How this skill works

The core primitive is iter.Seq2[T, error], a function that accepts a yield callback to push items or an error to a consumer. Producers implement a loop that checks context cancellation, receives or generates chunks, and calls yield; yield returning false signals the consumer stopped and the producer must return.

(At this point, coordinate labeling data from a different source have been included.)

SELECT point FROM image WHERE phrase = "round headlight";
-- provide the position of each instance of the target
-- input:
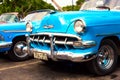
(29, 27)
(79, 26)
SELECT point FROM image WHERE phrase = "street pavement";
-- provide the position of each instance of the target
(34, 69)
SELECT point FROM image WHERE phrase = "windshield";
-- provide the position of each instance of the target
(8, 18)
(35, 16)
(93, 4)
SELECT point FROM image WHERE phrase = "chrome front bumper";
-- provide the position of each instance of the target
(61, 39)
(5, 44)
(61, 55)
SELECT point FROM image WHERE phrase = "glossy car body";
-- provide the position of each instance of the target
(12, 35)
(10, 17)
(91, 34)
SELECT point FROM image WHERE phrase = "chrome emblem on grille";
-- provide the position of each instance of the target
(48, 26)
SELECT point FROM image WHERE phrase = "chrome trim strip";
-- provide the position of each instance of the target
(74, 57)
(56, 42)
(5, 44)
(14, 31)
(107, 34)
(57, 34)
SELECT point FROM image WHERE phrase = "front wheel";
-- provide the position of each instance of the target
(16, 53)
(106, 60)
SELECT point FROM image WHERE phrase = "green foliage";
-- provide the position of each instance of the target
(24, 6)
(74, 7)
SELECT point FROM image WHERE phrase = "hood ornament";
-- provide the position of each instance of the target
(48, 26)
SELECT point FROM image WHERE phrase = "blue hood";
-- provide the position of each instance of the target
(61, 21)
(13, 26)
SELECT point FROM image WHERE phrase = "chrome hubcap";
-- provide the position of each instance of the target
(19, 49)
(105, 57)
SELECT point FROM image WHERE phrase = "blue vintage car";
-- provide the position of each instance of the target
(90, 35)
(12, 35)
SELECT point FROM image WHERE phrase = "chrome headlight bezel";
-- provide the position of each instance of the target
(1, 37)
(29, 27)
(79, 26)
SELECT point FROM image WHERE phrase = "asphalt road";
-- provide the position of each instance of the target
(34, 69)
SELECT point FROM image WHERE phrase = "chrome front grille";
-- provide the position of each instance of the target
(58, 39)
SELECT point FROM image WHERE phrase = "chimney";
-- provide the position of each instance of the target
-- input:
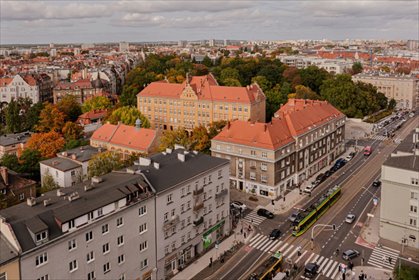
(4, 175)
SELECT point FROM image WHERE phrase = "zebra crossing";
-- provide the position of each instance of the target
(384, 257)
(329, 268)
(254, 218)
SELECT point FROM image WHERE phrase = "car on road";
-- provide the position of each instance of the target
(376, 183)
(265, 213)
(238, 205)
(350, 254)
(310, 270)
(276, 233)
(350, 218)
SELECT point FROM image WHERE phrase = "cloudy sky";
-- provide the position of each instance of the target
(68, 21)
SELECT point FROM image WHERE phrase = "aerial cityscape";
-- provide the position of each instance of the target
(209, 140)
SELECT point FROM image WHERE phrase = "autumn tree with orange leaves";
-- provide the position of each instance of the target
(47, 143)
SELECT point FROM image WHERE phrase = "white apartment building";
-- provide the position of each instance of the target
(100, 230)
(69, 167)
(192, 198)
(403, 89)
(399, 210)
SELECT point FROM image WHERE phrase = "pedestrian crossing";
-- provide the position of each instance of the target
(329, 268)
(384, 257)
(254, 218)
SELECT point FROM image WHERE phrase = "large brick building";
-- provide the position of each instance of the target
(199, 101)
(266, 158)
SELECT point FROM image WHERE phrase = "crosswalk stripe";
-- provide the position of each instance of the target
(289, 249)
(308, 260)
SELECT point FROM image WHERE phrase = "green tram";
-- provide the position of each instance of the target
(316, 210)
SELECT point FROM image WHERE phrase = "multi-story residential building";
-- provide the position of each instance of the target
(125, 139)
(403, 89)
(399, 208)
(13, 143)
(99, 230)
(192, 198)
(14, 188)
(69, 167)
(266, 158)
(199, 101)
(38, 88)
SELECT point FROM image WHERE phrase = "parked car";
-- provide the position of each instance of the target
(350, 254)
(376, 183)
(276, 233)
(238, 205)
(265, 213)
(350, 218)
(310, 270)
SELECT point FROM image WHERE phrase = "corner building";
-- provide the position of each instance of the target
(199, 101)
(267, 158)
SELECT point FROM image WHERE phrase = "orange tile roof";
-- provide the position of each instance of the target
(206, 88)
(267, 136)
(126, 135)
(303, 114)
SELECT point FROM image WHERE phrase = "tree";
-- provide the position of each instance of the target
(72, 131)
(48, 143)
(70, 107)
(357, 68)
(96, 103)
(128, 115)
(50, 119)
(104, 163)
(172, 137)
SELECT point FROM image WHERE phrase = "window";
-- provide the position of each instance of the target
(143, 264)
(73, 265)
(91, 275)
(90, 257)
(105, 228)
(143, 246)
(72, 244)
(41, 259)
(121, 259)
(106, 267)
(105, 248)
(143, 228)
(142, 210)
(119, 222)
(89, 236)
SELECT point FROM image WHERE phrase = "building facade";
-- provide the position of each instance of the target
(102, 230)
(403, 89)
(199, 101)
(192, 198)
(399, 208)
(267, 158)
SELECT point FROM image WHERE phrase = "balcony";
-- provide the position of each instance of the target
(198, 192)
(171, 222)
(221, 193)
(198, 206)
(199, 221)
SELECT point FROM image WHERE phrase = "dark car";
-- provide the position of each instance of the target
(376, 183)
(265, 213)
(276, 233)
(350, 254)
(310, 270)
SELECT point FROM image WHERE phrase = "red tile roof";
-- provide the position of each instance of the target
(206, 88)
(126, 136)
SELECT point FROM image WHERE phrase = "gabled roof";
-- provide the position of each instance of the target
(261, 135)
(126, 135)
(205, 88)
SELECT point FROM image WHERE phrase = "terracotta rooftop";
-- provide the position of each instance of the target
(206, 88)
(125, 135)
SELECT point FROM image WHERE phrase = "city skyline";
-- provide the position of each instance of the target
(25, 22)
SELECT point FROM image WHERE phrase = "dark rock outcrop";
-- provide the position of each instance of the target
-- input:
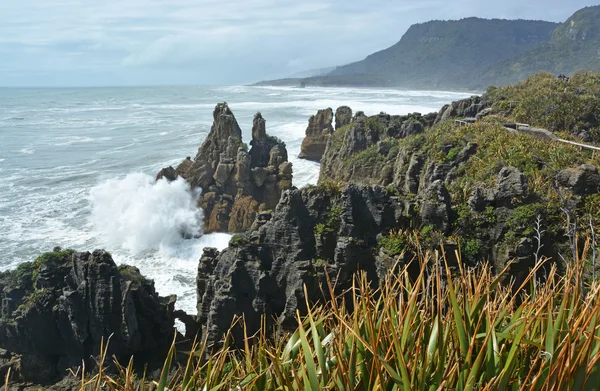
(319, 130)
(343, 116)
(236, 184)
(57, 310)
(468, 108)
(311, 232)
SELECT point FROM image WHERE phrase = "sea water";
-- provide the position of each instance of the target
(77, 166)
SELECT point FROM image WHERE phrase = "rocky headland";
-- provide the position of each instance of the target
(236, 183)
(320, 128)
(58, 310)
(390, 187)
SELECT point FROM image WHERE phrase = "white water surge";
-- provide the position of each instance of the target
(77, 166)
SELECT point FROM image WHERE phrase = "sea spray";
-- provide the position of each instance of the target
(144, 223)
(138, 214)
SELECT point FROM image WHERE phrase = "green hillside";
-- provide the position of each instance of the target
(575, 46)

Composition helpers (Pipe, Collect, Fan-out, BufferedStream) wrap or coordinate Seq2 streams without exposing raw channels in the public API.

When to use it

  • Implementing a network or model inference stream that must send data incrementally to a consumer.
  • Transforming or mapping streamed items with backpressure awareness.
  • Collecting streamed results into a slice or returning the last received item.
  • Broadcasting a single producer to multiple consumers with fan-out semantics.
  • Adding buffering to smooth rate mismatches while respecting cancellation and stop signals.

Best practices

  • Expose iter.Seq2[T, error] in public APIs; avoid returning <-chan to callers.
  • Always check ctx.Done() in producers and yield a context error if canceled.
  • Respect yield returning false: stop work and return immediately to avoid leaks.
  • Use internal channels and goroutines freely, but keep public boundaries as Seq2 functions.
  • Reserve iter.Pull2 and explicit pull semantics for cases that truly need on-demand consumption.

Example use cases

  • Stream model token chunks from a remote client and transform each chunk before yielding to the caller.
  • Pipe a generator stream through a sanitizer transform that can return errors per item.
  • Collect a stream into a slice to run a post-processing step on all chunks once the stream completes.
  • Implement a buffered stream that decouples producer and consumer rates while propagating context cancellation.

FAQ

Why use iter.Seq2 instead of channels?

iter.Seq2 keeps public APIs pull/push-agnostic, simplifies cancellation handling via the yield return value, and prevents misuse that leads to goroutine leaks or uncontrolled concurrency when consumers stop early.

How do I handle backpressure?

Use a BufferedStream implemented with internal channels to buffer a bounded number of items, and ensure producers respect ctx.Done() and the yield false signal to stop when consumers back out.